Switching to the ‘blue hat,’ Jeff demonstrated how Reveal(x) detects and visualizes these malicious actions in real-time. The product’s capabilities included identifying the Drupal exploit, detecting reconnaissance behavior with its live activity “donut” maps, and alerting on lateral movement and tools like PowerShell and PsExec. Reveal(x) leveraged integrations with ticketing systems like ServiceNow, threat intel feeds to flag adversarial IPs, and provided deep drilldowns into packet captures for forensic purposes. Though not positioned for direct active defense (being out-of-band), the platform supports REST API calls to integrate with SOAR platforms such as Phantom or Demisto for automated mitigation actions. Additionally, Reveal(x) supports importing threat intelligence in formats like STIX and allows flexible deployment and visibility strategies across physical, virtual, and hybrid environments.

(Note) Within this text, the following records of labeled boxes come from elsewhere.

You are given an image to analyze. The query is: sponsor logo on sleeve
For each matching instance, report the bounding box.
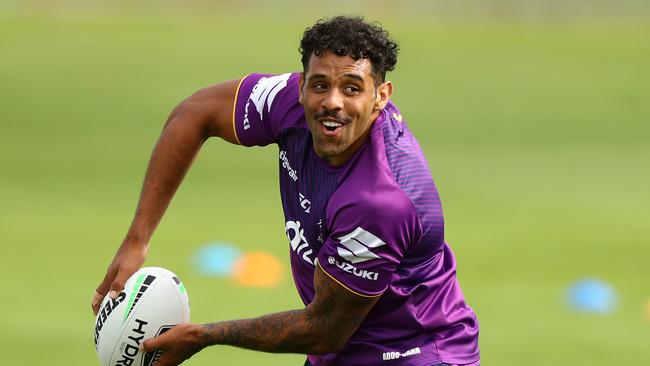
[381,347,422,361]
[244,73,291,130]
[284,221,316,266]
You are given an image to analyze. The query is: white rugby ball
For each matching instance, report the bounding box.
[95,267,190,366]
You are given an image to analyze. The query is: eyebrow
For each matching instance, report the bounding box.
[308,72,365,82]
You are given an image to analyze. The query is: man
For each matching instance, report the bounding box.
[93,17,479,366]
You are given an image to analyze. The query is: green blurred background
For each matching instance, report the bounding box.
[0,0,650,365]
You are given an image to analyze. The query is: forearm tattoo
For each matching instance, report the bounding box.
[202,271,376,354]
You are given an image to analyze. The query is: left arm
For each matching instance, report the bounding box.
[143,266,379,366]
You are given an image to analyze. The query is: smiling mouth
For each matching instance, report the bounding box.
[321,121,343,132]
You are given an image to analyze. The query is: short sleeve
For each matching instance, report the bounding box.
[318,195,420,297]
[233,73,304,146]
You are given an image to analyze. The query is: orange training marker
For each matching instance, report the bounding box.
[233,252,282,288]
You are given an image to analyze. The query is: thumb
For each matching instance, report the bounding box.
[108,272,129,299]
[140,338,159,352]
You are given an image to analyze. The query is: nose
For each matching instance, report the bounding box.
[322,88,343,111]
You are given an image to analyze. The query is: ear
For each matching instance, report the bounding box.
[373,81,393,112]
[298,72,305,104]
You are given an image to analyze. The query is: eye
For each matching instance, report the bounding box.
[311,83,327,92]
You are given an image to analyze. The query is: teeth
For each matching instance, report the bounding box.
[323,121,343,127]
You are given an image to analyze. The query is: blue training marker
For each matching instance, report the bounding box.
[194,242,242,277]
[567,278,618,314]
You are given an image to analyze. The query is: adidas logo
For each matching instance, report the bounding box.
[336,227,386,264]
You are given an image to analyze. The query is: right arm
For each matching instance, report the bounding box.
[91,80,239,314]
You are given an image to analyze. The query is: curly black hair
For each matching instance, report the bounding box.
[299,16,399,84]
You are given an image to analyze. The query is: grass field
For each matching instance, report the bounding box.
[0,3,650,365]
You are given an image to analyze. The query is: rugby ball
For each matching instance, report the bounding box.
[95,267,190,366]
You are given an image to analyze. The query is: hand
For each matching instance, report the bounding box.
[142,324,207,366]
[91,241,149,315]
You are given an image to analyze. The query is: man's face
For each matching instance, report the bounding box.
[300,51,392,166]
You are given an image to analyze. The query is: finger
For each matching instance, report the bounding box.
[90,291,104,315]
[95,266,117,296]
[108,270,133,299]
[152,353,174,366]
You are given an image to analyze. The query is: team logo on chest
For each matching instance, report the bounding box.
[280,150,298,182]
[298,192,311,213]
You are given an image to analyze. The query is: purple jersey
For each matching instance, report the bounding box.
[233,74,479,365]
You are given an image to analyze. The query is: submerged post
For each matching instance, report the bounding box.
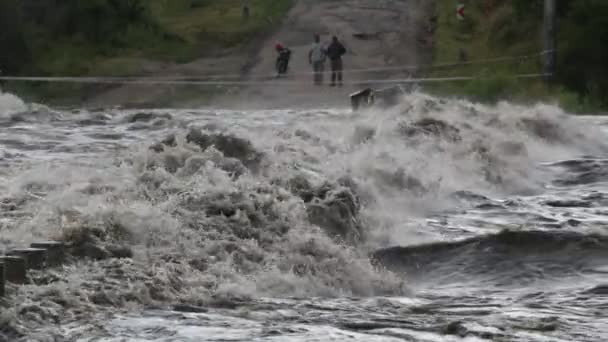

Toward the conclusion, Jeff emphasized the educational value of visually mapping out the full attack lifecycle—ending with a beachhead establishment, ransomware installation, coin mining (via XMRig), and data exfiltration. Reveal(x)’s tagging of each event by attack phase enabled security teams to follow the kill chain progression, although he noted they do not directly use the Lockheed Martin kill chain model. Responding to audience questions, Jeff and team highlighted the design priorities around user friendliness, adaptable deployment models across networks including cloud and containers, and support for extensibility through scripting and community bundles. This real-world red-blue simulation effectively illustrated how Reveal(x) can deliver advanced detection, investigation, and forensic capabilities to empower modern security teams.